Afin de ne pas créer de vague de panique ou laisser place aux spéculations, il est recommandé, avant de faire des déclarations publiques ou de notifier les autorités, d’être en possession des faits et d’avoir établi une voie de passage vers une solution. Les avocats spécialisés et les experts en sécurité jouent un rôle actif dans l’investigation, de manière à pouvoir ensuite identifier les risques, orienter les actions stratégiques à poser et effectuer les divulgations requises.
Que risque-t-on si l’on ne se conforme pas à la législation?
La loi prévoit des seuils de pénalités par la procédure sommaire (jusqu’à 10 000$) et par acte d’accusation (jusqu’à 100 000$).
Les textes réfèrent à une intention de commettre une infraction, ce qui sera sujet à interprétation.
Toutefois, au-delà de ces sanctions prévues dans la loi, nous avisons nos clients qu’ils doivent avant tout considérer le risque d’interruption d’affaires, de perte de clientèle et de recours civils, notamment la possibilité pour les victimes d’une atteinte à la vie privée d’utiliser la procédure de recours collectif. Les risques financiers et réputationnels sont alors très importants. La réaction d’une entreprise face à une cyber-attaque aura une importance capitale vis-à-vis ses clients et face au public.
Certaines provinces telles la Colombie-Britannique, l’Alberta et le Québec disposent déjà de lois équivalentes en matière de protection de la vie privée qui remplace l’application de la législation fédérale en matière de vie privée. Les entreprises œuvrant dans ces juridictions sont-elles concernées?
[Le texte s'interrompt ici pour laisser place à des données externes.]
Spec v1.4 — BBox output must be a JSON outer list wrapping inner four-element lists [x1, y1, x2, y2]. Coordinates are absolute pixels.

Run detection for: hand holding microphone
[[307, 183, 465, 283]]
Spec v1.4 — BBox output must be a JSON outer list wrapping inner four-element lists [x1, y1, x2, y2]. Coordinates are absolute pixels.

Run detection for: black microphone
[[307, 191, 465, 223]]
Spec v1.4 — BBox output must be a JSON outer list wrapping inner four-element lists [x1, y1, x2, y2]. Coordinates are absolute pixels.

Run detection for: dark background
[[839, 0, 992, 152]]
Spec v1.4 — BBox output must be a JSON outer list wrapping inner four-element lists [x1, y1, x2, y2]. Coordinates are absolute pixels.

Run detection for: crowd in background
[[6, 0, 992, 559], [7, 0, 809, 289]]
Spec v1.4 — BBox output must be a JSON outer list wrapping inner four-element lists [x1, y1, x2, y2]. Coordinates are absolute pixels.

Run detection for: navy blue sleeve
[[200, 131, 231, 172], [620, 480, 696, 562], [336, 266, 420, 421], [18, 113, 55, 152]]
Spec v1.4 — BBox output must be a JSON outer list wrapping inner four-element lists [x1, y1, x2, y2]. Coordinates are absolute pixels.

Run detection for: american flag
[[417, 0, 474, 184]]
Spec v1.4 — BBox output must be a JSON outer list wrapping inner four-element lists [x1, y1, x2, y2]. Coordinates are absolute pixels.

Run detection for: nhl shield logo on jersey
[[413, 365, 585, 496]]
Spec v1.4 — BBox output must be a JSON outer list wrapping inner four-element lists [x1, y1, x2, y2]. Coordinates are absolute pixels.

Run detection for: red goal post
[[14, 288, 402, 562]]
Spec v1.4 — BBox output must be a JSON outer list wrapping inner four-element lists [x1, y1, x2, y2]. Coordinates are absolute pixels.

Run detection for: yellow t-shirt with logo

Les entreprises fédérales, notamment les banques, certaines entreprises de télécommunications ou agissant dans un secteur d’activité en lien avec le transport maritime, aérien ou encore les stations de radio diffusion, même si elles œuvrent uniquement au Québec, sont assujetties d’office à ces règles.
Quant aux autres entreprises, il subsiste encore un certain flou quant à l’application de ces règles vu la législation provinciale spécifique. Par contre, une entreprise qui a des activités à l’extérieur du Québec qui impliquent la collecte, la détention ou la communication des renseignements personnels à l’extérieur du Québec sera vraisemblablement soumise à ces règles, minimalement pour les situations visant ces renseignements personnels.
Doit-on avertir la police?
La loi oblige la divulgation au Commissariat fédéral à la protection de la vie privée du Canada. L’opportunité d’enclencher une enquête policière en parallèle de l’incident doit être évaluée au cas par cas. On va alors tenir compte de plusieurs facteurs tels la nature de l’incident, le temps dont dispose l’entreprise pour solutionner la difficulté et l’impact de la démarche sur la réduction ou l’atténuation du préjudice qui pourrait être causé aux personnes concernées. Soulignons aussi que ces nouvelles mesures obligent de donner avis à toute autre organisation ou institution gouvernementale, si tel avis peut réduire le risque de préjudice pouvant résulter de l’atteinte ou atténuer ce préjudice.
Pour résumer, quelles mesures pratiques les entreprises peuvent-elles mettre en place pour se conformer aux nouvelles règles entrées en vigueur le 1er novembre?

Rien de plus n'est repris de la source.